Atrial fibrillation (AF) is the most common sustained cardiac arrhythmia and has been observed in up to 21% of hospitalized patients experiencing acute myocardial infarction (AMI).1 Potential triggers of AF in this context include hemodynamic instability resulting from left ventricular dysfunction, pericardial inflammation, atrial ischemia or infarction, metabolic disturbances, and elevated levels of endogenous or exogenous catecholamines.2,3
Multiple studies have investigated the clinical profiles of patients who develop AF during AMI. One of the largest datasets comes from the Cooperative Cardiovascular Project,4 where multivariate analysis identified advanced heart failure (Killip class IV) as the strongest predictor of AF development; other significant predictors included elevated admission heart rate, which may reflect left ventricular dysfunction and hemodynamic compromise, and advanced age.4
In the setting of AMI, AF contributes to hemodynamic compromise through mechanisms such as rapid ventricular response, irregular diastolic filling, and the loss of atrial systole, all of which elevate myocardial oxygen demand.5 While the adverse impact of AF on short-term in-hospital outcomes is well established, its prognostic significance with respect to long-term outcomes remains less clearly defined.

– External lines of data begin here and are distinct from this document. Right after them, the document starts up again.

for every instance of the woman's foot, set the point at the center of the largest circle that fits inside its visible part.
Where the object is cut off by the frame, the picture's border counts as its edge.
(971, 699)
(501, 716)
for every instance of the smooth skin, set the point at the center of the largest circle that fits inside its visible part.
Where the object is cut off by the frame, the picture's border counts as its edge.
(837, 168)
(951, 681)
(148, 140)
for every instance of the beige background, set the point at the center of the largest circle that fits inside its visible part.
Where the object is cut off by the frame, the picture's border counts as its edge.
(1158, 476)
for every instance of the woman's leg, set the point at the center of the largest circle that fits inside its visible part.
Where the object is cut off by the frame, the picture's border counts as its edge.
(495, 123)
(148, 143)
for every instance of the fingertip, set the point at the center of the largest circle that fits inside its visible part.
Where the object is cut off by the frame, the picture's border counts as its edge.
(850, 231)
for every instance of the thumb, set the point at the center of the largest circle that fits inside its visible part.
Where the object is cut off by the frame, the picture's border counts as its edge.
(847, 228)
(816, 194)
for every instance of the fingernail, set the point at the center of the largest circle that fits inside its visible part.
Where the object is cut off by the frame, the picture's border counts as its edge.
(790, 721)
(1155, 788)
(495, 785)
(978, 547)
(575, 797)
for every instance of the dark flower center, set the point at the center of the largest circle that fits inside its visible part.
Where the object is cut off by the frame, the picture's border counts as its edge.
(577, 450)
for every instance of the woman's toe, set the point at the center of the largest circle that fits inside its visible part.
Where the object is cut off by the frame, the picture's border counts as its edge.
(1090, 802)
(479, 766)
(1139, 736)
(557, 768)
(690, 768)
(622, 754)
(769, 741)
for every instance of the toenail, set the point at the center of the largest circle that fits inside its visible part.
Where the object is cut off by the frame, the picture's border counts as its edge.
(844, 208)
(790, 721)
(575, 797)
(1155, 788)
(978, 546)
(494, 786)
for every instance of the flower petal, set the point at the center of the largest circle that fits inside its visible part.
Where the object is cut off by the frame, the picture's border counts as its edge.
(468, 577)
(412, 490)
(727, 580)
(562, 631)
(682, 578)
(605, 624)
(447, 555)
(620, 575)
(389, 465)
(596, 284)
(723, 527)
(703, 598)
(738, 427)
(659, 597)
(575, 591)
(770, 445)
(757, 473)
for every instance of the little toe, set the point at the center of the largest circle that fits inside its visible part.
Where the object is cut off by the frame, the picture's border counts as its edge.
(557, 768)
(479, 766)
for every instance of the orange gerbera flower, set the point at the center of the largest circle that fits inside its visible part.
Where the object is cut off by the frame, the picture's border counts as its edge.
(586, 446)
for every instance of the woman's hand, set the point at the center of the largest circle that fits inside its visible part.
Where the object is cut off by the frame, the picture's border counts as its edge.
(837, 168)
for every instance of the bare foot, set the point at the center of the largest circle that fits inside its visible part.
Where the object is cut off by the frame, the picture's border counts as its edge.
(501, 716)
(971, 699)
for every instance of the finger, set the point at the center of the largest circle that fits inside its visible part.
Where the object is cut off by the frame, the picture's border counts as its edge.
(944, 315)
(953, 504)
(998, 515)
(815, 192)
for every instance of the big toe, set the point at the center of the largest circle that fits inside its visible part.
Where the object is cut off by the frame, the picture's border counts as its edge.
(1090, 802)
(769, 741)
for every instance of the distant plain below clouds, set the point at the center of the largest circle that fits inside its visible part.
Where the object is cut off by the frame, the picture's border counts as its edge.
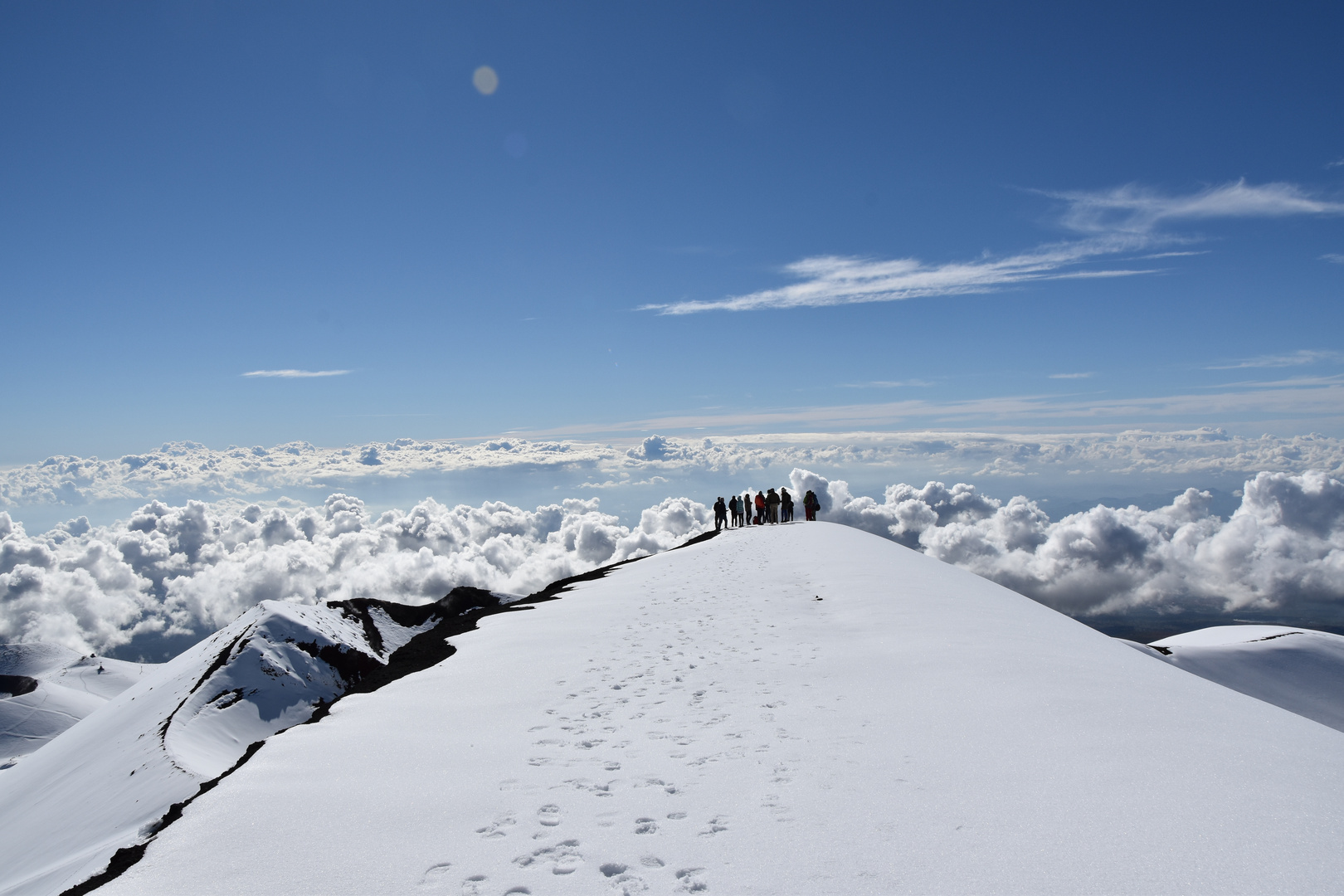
(1116, 222)
(195, 470)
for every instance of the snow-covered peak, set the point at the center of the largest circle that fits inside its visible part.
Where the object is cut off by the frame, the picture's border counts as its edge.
(1298, 670)
(104, 787)
(45, 688)
(1225, 635)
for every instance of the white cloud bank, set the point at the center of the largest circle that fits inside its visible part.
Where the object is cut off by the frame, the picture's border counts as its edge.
(190, 469)
(192, 568)
(1124, 219)
(188, 570)
(1283, 550)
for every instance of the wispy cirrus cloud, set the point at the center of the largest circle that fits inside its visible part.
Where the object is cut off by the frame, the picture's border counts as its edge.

In the study by Prieto-Lobato et al. – published in this issue of the journal – the authors conducted a retrospective observational analysis of patients admitted to the Cardiovascular Critical Care Unit of a tertiary care center between December 2011 and May 2021. The study focused on individuals diagnosed with ST-segment elevation myocardial infarction or non-ST-segment elevation myocardial infarction who developed their first episode of AF during hospitalization. Exclusion criteria included patients with a history of prior AF, those who remained in AF at discharge, and individuals for whom one-year follow-up was unavailable. The primary objective was to assess the recurrence rate of AF within one year after discharge in patients who had a first episode of paroxysmal AF during their AMI hospitalization. Secondary outcomes included all-cause mortality, cardiovascular mortality and a composite endpoint comprising hospitalization due to heart failure, new acute coronary syndrome, revascularization procedures, stroke, and major bleeding, as defined by the Bleeding Academic Research Consortium criteria. A total of 209 patients were included and the authors described demographic, laboratory, and echocardiographic data, along with interventional and pharmacological treatments during hospitalization and at discharge.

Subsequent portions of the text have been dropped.